3. Machine Head, Bloodstone & Diamonds (Nuclear Blast)
The best comeback of the year? Again, Machine Head never really went anywhere. But a lot of people — myself included! — thought they’d never match the greatness of The Blackening, and then with this album, they were basically like, “Hey, fuck your mother.” I mean, on “Sail Into the Black,” they manage to make me think about pirates without cringing. PIRATES! THE LAMEST THING EVER! What’s next, they’re gonna start a song with a chorus of circus clowns and somehow make it work? Fuck, I bet they could do that, too — every song on B&D is just so well-written and, pardon the over-used term, EPIC. I will commit horrible, degrading sexual acts just because why not?, I’m already doing it for all these other bands anyway.
Listen: “Sail Into the Black”
2. Triptykon, Melana Chasmata (Century Media)
The best comeback of the year? Hard to believe that since the release of Eparistera Daimones, a student has started and graduated from high school — but the wait was totally worth it. This might actually be the single heaviest album of the year; the bleak, misanthropic, crusty, crushing riffs will make you feel like there’s two hippos fucking on your chest. Little wonder that Melana Chasmata also ends up being the year’s most cathartic release — I listened to this album basically every time I took the subway in 2014, and it probably saved a lot of innocent commuters’ lives. I loved Celtic Frost as much as the next metalhead, but I can’t remember ever feeling as passionate about a Celtic Frost album as I do about Melana Chasmata — like Darth Vader trying to lure Luke Skywalker to The Dark Side, there is something oddly, monstrously seductive about it. I will commit horrible, degrading sexual acts if it makes Tom G. Warrior feel better about the loss of H.R. Giger (I know mourning can be a really rough process).
Listen: “Altar of Deceit”
1. At the Gates – At War with Reality (Century Media)
The best comeback of the year? Hard to believe it’s been almost two decades since they released Slaughter of the Soul — but the wait was totally worth it. At War with Reality is 2014’s most listenable album from start to finish, a Rorschach test of a record that seems to somehow adapt to any and every mood, an ultra-smooth shot of powerful whiskey drank for reasons celebratory or stressful. I’ve listened to this album so many fucking times that it’s almost embarrassing; like, basically, if you’ve seen me since October and I had earphones in and I wasn’t on the subway (see Triptykon’s Melana Chasmata, above), I was listening to this album.
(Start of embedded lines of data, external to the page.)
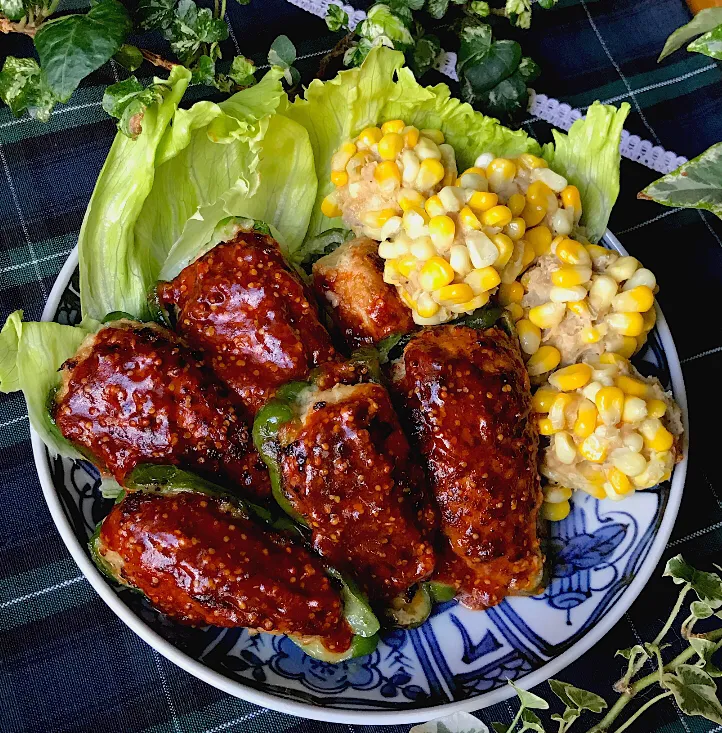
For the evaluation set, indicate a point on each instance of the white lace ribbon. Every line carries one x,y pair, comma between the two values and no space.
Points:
541,107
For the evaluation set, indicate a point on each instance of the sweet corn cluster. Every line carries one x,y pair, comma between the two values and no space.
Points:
611,431
449,240
581,300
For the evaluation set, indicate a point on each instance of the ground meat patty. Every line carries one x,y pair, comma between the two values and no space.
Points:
347,470
468,401
201,561
251,315
134,394
350,283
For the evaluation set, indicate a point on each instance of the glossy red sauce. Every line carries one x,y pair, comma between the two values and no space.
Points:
201,561
350,283
469,403
347,470
251,315
136,395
I’m sure I’ll finally grow tired of it at some point, but I have yet to hit that wall, and I suspect it’s still aways off.
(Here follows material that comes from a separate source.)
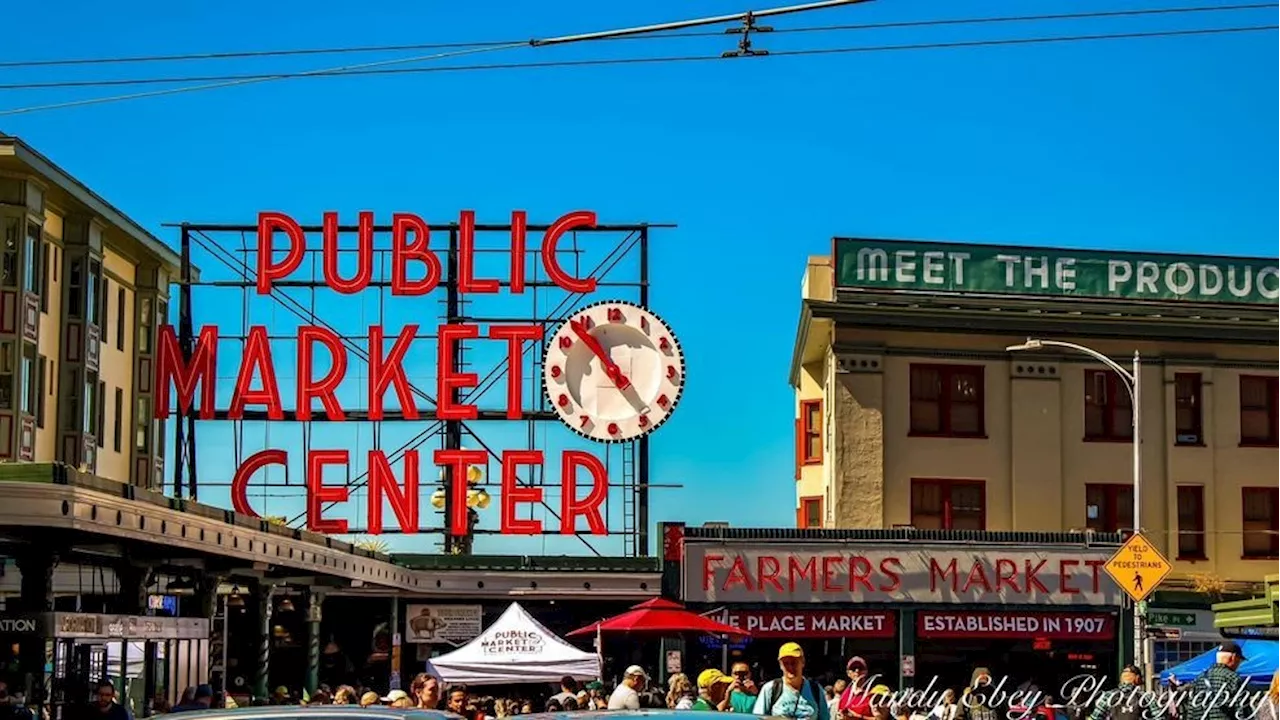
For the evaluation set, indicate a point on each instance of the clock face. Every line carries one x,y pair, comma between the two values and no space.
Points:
613,372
Quick side note: people seem to feel some need to compare War with Carcass’ also-amazing Surgical Steel, which makes sense superficially, but creates a competition which is wholly unnecessary: why can’t we just be delighted that BOTH bands came back so strong?
In conclusion: I will commit horrible, degrading sexual acts if At the Gates promise not to take another nineteen years before their next album.